💥 James-Webb observa el interior de una supernova durante 84 días

El telescopio James-Webb siguió la misma supernova desde su máximo de luminosidad hasta el momento en que sus capas internas se volvieron directamente observables.

El objeto, denominado SN 2025rbs, se encuentra a unos 14,5 megapársecs, es decir, cerca de 47 millones de años luz. Pertenece al tipo Ia. Estas explosiones ocurren cuando una enana blanca, el remanente muy denso de una estrella, sufre una reacción nuclear descontrolada que la destruye.

Representación artística de una supernova de tipo Ia: en un sistema doble, una enana blanca explota después de haber acumulado materia de la estrella vecina.

Representación artística de una supernova de tipo Ia: en un sistema doble, una enana blanca explota después de haber acumulado materia de la estrella vecina.
Crédito: University of Warwick/Mark Garlick

Los investigadores observaron SN 2025rbs en tres ocasiones con James-Webb: 1, 23 y 84 días después de su máximo de luminosidad visible. Combinaron estos datos con observaciones realizadas desde tierra. El conjunto abarca longitudes de onda que van desde la luz visible hasta el infrarrojo medio, invisible para nuestros ojos.

Esta cobertura ofrece una ventaja particular. Al principio, la materia expulsada sigue siendo lo bastante densa como para ocultar parte del interior. A medida que se expande, se vuelve progresivamente más transparente. Los astrónomos pueden entonces observar regiones cada vez más profundas.
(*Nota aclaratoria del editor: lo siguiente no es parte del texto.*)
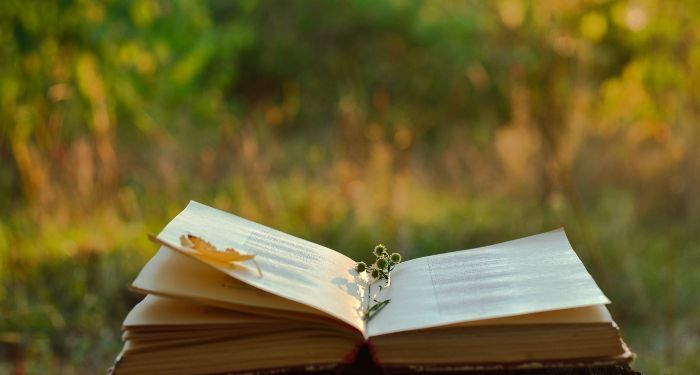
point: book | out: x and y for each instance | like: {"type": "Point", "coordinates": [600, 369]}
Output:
{"type": "Point", "coordinates": [518, 304]}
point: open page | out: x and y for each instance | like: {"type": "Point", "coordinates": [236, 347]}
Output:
{"type": "Point", "coordinates": [532, 274]}
{"type": "Point", "coordinates": [292, 268]}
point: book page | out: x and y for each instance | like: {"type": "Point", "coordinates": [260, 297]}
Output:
{"type": "Point", "coordinates": [292, 268]}
{"type": "Point", "coordinates": [532, 274]}
{"type": "Point", "coordinates": [157, 311]}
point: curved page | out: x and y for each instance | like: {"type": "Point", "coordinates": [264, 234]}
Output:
{"type": "Point", "coordinates": [532, 274]}
{"type": "Point", "coordinates": [292, 268]}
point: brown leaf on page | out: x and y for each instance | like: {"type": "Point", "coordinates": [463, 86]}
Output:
{"type": "Point", "coordinates": [207, 251]}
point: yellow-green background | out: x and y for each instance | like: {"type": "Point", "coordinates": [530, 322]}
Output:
{"type": "Point", "coordinates": [429, 126]}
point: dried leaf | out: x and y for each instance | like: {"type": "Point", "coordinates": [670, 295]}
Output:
{"type": "Point", "coordinates": [208, 251]}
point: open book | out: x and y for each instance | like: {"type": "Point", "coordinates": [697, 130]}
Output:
{"type": "Point", "coordinates": [518, 303]}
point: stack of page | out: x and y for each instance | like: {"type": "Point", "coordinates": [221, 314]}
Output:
{"type": "Point", "coordinates": [300, 306]}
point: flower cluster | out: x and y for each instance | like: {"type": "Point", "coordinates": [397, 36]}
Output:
{"type": "Point", "coordinates": [382, 265]}
{"type": "Point", "coordinates": [380, 270]}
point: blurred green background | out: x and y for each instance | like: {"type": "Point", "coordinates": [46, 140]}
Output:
{"type": "Point", "coordinates": [429, 126]}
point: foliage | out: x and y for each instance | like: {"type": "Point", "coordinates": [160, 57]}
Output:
{"type": "Point", "coordinates": [430, 125]}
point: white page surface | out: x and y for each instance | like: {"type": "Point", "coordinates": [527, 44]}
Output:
{"type": "Point", "coordinates": [292, 268]}
{"type": "Point", "coordinates": [532, 274]}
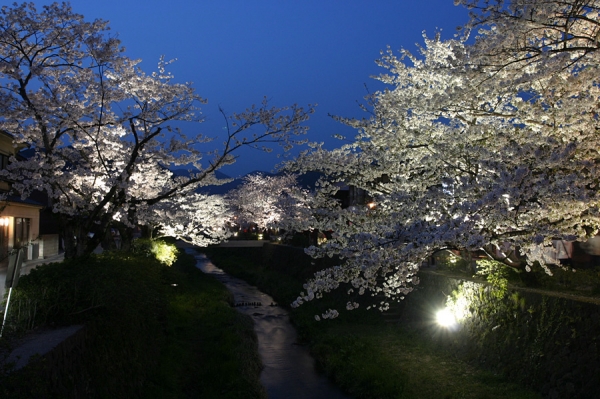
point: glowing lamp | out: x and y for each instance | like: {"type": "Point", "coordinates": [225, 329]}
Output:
{"type": "Point", "coordinates": [445, 318]}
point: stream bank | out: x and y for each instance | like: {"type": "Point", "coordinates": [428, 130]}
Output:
{"type": "Point", "coordinates": [289, 371]}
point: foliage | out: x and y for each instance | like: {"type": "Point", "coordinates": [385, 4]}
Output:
{"type": "Point", "coordinates": [102, 134]}
{"type": "Point", "coordinates": [486, 145]}
{"type": "Point", "coordinates": [154, 332]}
{"type": "Point", "coordinates": [211, 349]}
{"type": "Point", "coordinates": [270, 202]}
{"type": "Point", "coordinates": [495, 274]}
{"type": "Point", "coordinates": [162, 251]}
{"type": "Point", "coordinates": [121, 300]}
{"type": "Point", "coordinates": [364, 356]}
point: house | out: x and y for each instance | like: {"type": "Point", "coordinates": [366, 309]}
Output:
{"type": "Point", "coordinates": [20, 218]}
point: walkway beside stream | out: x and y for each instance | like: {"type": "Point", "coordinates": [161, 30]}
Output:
{"type": "Point", "coordinates": [289, 371]}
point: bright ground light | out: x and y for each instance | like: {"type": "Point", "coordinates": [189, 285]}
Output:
{"type": "Point", "coordinates": [445, 318]}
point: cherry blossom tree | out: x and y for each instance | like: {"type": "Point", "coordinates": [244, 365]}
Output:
{"type": "Point", "coordinates": [272, 202]}
{"type": "Point", "coordinates": [104, 133]}
{"type": "Point", "coordinates": [486, 146]}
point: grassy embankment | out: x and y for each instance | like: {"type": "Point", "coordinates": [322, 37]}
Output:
{"type": "Point", "coordinates": [365, 356]}
{"type": "Point", "coordinates": [151, 331]}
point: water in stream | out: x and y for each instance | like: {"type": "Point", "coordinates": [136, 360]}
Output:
{"type": "Point", "coordinates": [289, 370]}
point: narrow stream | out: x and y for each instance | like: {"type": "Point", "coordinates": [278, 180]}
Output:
{"type": "Point", "coordinates": [289, 370]}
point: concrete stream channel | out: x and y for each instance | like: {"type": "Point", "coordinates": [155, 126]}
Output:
{"type": "Point", "coordinates": [288, 369]}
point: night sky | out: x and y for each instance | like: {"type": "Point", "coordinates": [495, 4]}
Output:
{"type": "Point", "coordinates": [306, 52]}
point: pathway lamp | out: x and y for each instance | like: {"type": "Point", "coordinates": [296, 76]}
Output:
{"type": "Point", "coordinates": [15, 261]}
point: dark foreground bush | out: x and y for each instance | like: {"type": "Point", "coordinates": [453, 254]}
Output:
{"type": "Point", "coordinates": [122, 302]}
{"type": "Point", "coordinates": [150, 331]}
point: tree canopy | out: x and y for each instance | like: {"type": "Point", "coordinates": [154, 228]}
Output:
{"type": "Point", "coordinates": [487, 142]}
{"type": "Point", "coordinates": [104, 133]}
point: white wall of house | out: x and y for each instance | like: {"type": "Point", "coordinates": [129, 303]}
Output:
{"type": "Point", "coordinates": [18, 210]}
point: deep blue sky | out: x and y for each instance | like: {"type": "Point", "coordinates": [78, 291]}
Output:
{"type": "Point", "coordinates": [238, 51]}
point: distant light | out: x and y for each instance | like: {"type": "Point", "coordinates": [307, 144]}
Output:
{"type": "Point", "coordinates": [445, 318]}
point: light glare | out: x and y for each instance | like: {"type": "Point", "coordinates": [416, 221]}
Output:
{"type": "Point", "coordinates": [445, 318]}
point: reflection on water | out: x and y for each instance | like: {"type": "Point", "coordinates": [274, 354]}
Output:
{"type": "Point", "coordinates": [289, 371]}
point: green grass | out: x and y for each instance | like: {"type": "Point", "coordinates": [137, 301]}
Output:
{"type": "Point", "coordinates": [144, 336]}
{"type": "Point", "coordinates": [211, 349]}
{"type": "Point", "coordinates": [367, 357]}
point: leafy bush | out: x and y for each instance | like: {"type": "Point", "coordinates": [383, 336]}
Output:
{"type": "Point", "coordinates": [162, 251]}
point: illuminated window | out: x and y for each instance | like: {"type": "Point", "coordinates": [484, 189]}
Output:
{"type": "Point", "coordinates": [22, 226]}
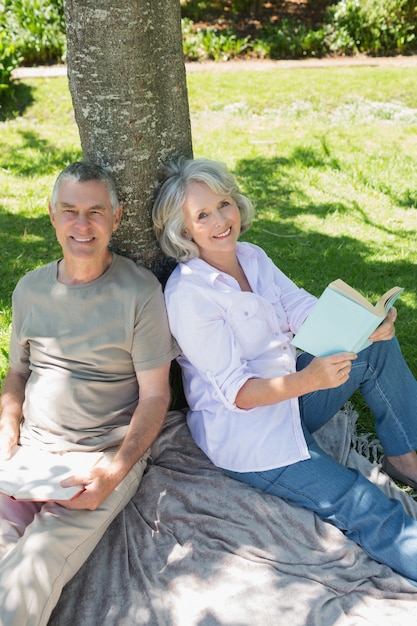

Desde el máximo de luminosidad, James-Webb obtuvo un espectro inédito en el infrarrojo medio para una supernova de tipo Ia en esta fase. Un espectro descompone la luz según sus longitudes de onda. Las señales obtenidas permiten identificar elementos químicos y estimar las velocidades de la materia que los contiene.

Después de 23 días, el infrarrojo medio ya revelaba principalmente emisiones producidas por una materia que se había vuelto más transparente. En el día 84, esta parte del espectro había alcanzado lo que los astrónomos denominan la fase nebular. La luz visible y el infrarrojo cercano, por su parte, todavía mostraban una transición en curso.

Los datos también revelan una organización en capas. El níquel estable aparece sobre todo a las velocidades más bajas, es decir, cerca del centro de la explosión. El cobalto radiactivo ocupa velocidades intermedias. El argón se sitúa más hacia el exterior. Esta distribución conserva un rastro de la forma en que explotó la enana blanca.

Otro detalle todavía se resiste a los modelos. Los cálculos reproducen aproximadamente una señal del magnesio en el infrarrojo cercano, pero subestiman considerablemente ciertas señales del mismo elemento en longitudes de onda más largas del infrarrojo. Las próximas simulaciones deberán explicar esta diferencia para relacionar mejor los espectros observados con las condiciones físicas de la explosión.